BAE Systems to Reduce Workforce in Australia
BAE Systems, a British multinational defence, security and aerospace company, in an update on its business announced a “further headcount reductions” at its Australian shipyard.
Despite Australia’s intention to launch a naval shipbuilding strategy, BAE Systems said that “it is unclear whether this initiative will be sufficient to provide for the viability of the Williamstown, Melbourne shipyard.”
With no near-term prospect of work beyond the LHD programme and Air Warfare Destroyer block manufacture, the company has announced a “further headcount reductions and a consolidation of its operating divisions from 3 to 2 to reduce management costs and remain competitive.” The reduction is the result of a continuing drop off in work as existing projects near completion with no new naval shipbuilding contracts awarded.
The company has also announced that actions were being taken to reduce the production rate for the company’s current Typhoon aircraft for the Kuwait Air Force. As a result, BAE Systems has announced a proposal to reduce the workforce of the Military Air & Information business by up to 371 roles at Wharton and Samlesbury in Lancashire.
This decision was not welcomed by Britain’s workers’ union Unite which warned BAE systems of “cutting too far, too fast”. Commenting the public statement, Unite national officer, Ian Waddell, said:
It is vital that critical skills and capability are maintained by BAE Systems and their supply chain so that the ability to build the Typhoon in the UK is protected. Cutting too far, too fast could led to a skills shortage for when orders pick up.
In the UK, BAE Systems said that budget commitments to defence spending provide greater certainty and stability ahead of the forthcoming 2015 Strategic Defence and Security Review. In the US, the group welcomed the recent Congressional budget approval which is expected to result in defence spend increasing above the previous Budget Control Act caps.
Ian King, Chief Executive BAE Systems plc, commented:
Overall the company is operating in an improving business environment and we continue to win new orders, with good prospects for the future. In the short term, action to extend the production life of Typhoon aircraft by reducing the current production rate and a charge to impair the carrying value of the Williamstown shipyard in Australia will impact the Group’s 2015 results. Including a benefit of some 2 pence from adjustment of certain overseas tax provisions in the light of rulings received, the Group’s underlying earnings per share for 2015 are expected to be around 38 pence.

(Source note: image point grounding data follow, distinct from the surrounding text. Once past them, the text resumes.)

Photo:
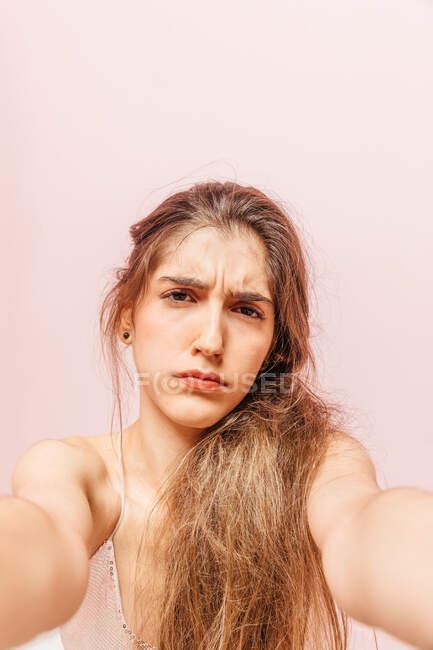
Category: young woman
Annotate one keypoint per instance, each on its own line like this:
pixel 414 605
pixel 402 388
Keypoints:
pixel 235 513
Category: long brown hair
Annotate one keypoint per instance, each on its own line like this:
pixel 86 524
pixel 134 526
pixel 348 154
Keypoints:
pixel 242 571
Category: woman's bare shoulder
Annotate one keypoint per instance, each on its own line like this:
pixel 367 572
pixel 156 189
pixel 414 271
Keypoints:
pixel 103 497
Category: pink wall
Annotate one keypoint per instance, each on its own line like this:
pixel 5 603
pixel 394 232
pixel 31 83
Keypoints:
pixel 108 107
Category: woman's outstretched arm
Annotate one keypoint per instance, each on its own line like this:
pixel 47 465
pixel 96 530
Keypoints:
pixel 379 564
pixel 45 541
pixel 38 572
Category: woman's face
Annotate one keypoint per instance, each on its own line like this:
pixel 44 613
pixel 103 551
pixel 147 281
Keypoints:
pixel 179 327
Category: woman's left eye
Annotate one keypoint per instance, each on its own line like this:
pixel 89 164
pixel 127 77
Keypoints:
pixel 171 295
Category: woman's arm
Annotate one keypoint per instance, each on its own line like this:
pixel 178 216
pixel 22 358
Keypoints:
pixel 46 537
pixel 379 564
pixel 38 572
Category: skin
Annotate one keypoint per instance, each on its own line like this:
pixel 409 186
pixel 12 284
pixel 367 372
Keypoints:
pixel 204 329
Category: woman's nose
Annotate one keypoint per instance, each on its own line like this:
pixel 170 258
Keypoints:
pixel 211 339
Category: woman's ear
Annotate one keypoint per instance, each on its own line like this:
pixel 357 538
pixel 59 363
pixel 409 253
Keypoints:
pixel 126 323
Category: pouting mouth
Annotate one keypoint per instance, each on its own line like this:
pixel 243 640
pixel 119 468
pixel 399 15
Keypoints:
pixel 212 376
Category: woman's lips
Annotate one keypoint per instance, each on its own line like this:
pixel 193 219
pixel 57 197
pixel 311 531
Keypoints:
pixel 202 384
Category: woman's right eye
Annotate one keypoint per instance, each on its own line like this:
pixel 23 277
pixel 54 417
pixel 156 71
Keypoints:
pixel 171 295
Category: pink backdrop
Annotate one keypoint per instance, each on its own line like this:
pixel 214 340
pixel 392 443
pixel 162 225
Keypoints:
pixel 108 107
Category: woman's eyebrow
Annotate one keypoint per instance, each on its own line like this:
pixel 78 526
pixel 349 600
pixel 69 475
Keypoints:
pixel 248 296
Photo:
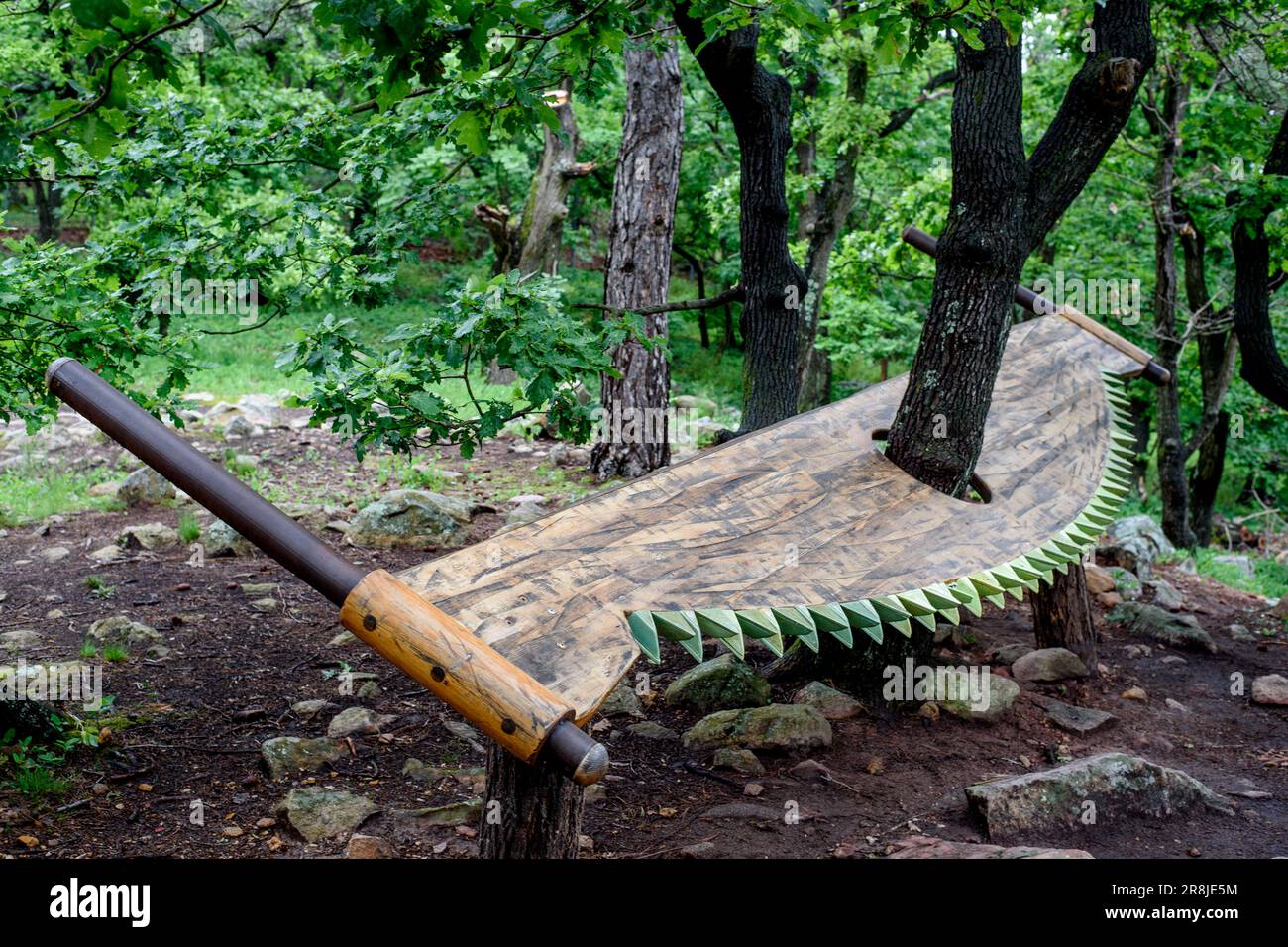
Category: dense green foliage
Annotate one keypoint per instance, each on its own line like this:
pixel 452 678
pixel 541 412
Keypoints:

BAE Systems’ US ship repair business is responding to changes in the profile of its US Navy workload. The company expects reductions in its Norfolk, Virginia, based work load on the Atlantic Coast will occur during 2015/16, with activity increasing subsequently following investment in capital facilities at the Group’s San Diego shipyard on the Pacific Coast.
According to Reuters, the company in looking to sell some of its US manpower and services businesses, however the decision is not yet final.